From: Lennert Buytenhek <buytenh@gnu.org>
To: netdev@oss.sgi.com
Subject: [PATCH,RFC] explicit connection confirmation
Date: Thu, 14 Aug 2003 09:11:56 -0400 [thread overview]
Message-ID: <20030814131156.GA21892@gnu.org> (raw)
In-Reply-To: <20021107093207.GA30666@gnu.org>
Hi,
Below is the original email I sent to netdev about nine months ago
announcing selective connection acceptance support for TCP sockets.

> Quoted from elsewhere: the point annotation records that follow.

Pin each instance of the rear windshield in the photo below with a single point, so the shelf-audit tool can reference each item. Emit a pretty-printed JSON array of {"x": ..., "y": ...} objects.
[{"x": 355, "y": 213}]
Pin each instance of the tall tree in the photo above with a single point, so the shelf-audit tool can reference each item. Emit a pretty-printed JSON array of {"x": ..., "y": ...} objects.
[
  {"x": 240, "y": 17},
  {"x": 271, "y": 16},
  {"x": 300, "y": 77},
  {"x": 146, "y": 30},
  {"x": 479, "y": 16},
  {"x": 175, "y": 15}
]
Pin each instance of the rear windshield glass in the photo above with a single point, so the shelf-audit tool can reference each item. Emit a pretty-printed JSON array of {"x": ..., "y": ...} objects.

I have forward-ported the 2.4.18 patch to 2.6.0-test2, included below.
No functional changes have been made.
Could someone have a look at it?
cheers,
Lennert
On Thu, Nov 07, 2002 at 04:32:08AM -0500, buytenh wrote:
> (please CC on replies, I am not on this list)
>
> Hi,
>
> This patch gives userland the ability to decide whether to react
> with an incoming TCP SYN with a SYN-ACK or a RST. It was hacked
> up after Linux Kongress 2001 and has been sitting on my patch
> pile since april this year or something.
>
> The basic idea is this:
> - Put the listening TCP socket in TCP_CONFIRM_CONNECT mode.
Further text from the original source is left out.